Fez a sua epoca de «sonatas» e «modinhas» e identificou-se depois com o Fado por um conjunto de disposições favoraveis para os soluços do amor, para os gemidos de desventura.
Mas os proprios fadistas, na sua ancia de encontrar um instrumento que exprimisse ainda melhor toda a doçura gemente do Fado, abandonaram algum tempo a guitarra quando appareceu o bandolim.
Tanto elles não tinham a intuição de que o Fado e a guitarra fossem irmãos gemeos.
A guitarra luctou então pela existencia e procurou combater o seu rival bandolim. Alindou-se; tratou de melhorar-se. Mudou a sua afinação, que era de cravelhas e chave, para a elegante chapa-leque; os seus pontos que eram, em algumas, 12 e, em outras, 14, passaram a 17. As cordas tambem de 10 passaram a 12. E foi assim, que vendo em litigio o monopolio do Fado, a guitarra se habilitou a executar trechos de operas, como acontecia nas mãos de João Maria dos Anjos.

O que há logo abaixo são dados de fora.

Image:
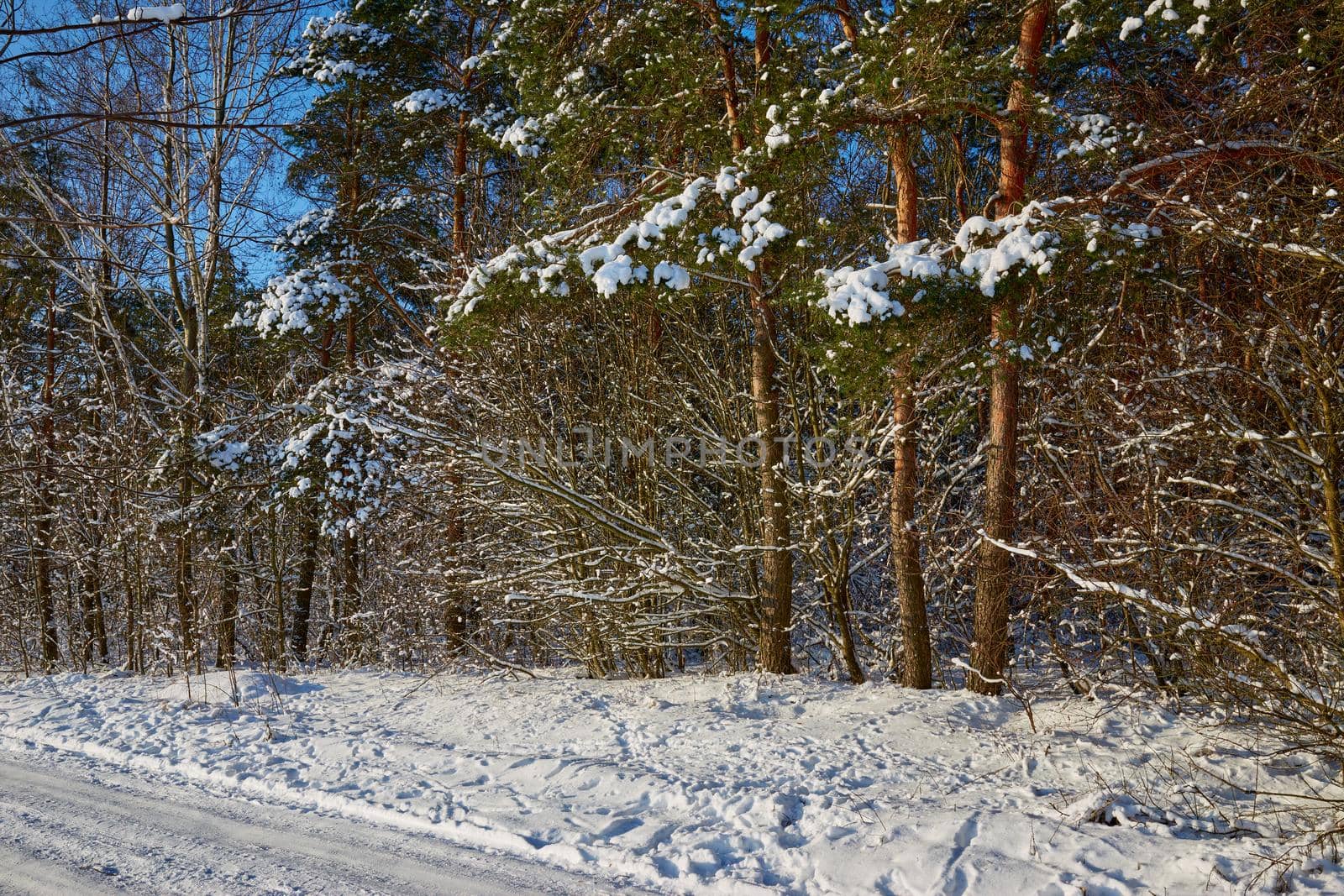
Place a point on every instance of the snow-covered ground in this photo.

A toada do Fado obedece a um padrão, a um typo musical, descripto segundo a technica pelo erudito professor Ernesto Vieira:
«Existe uma grande quantidade de melodias sobre o fado, e a cada momento os cantores populares inventam outras; mas todas vasadas no molde primitivo que é o seguinte: um periodo de oito compassos em ²⁄₄, dividido em dois membros iguaes e symetricos, de dois desenhos cada um; preferencia do modo menor, embora muitas vezes passe para o maior com a mesma melodia ou com outra; acompanhamento de arpejo em semicolcheias feito unicamente com os accordes da tonica e da dominante, alternados de dois em dois compassos.»
O fadista chama ao simples acompanhamento do canto: Fado corrido.
Mas fora d’este caso, quando não ha cantor, o guitarrista «phantasia muitas variações sobre a mesma melodia», abandona-se á inspiração de momento, borda floreios e ornatos.
Referindo-se em geral ás nossas canções, diz Theophilo Braga: «A pobreza ou simplicidade da Melodia portugueza provém-lhe da falta de melismos, ornatos, floreios estranhos, como acontece com as melodias hespanholas, muito pittorescas, mas cheias de ornatos dos arabes.»[14]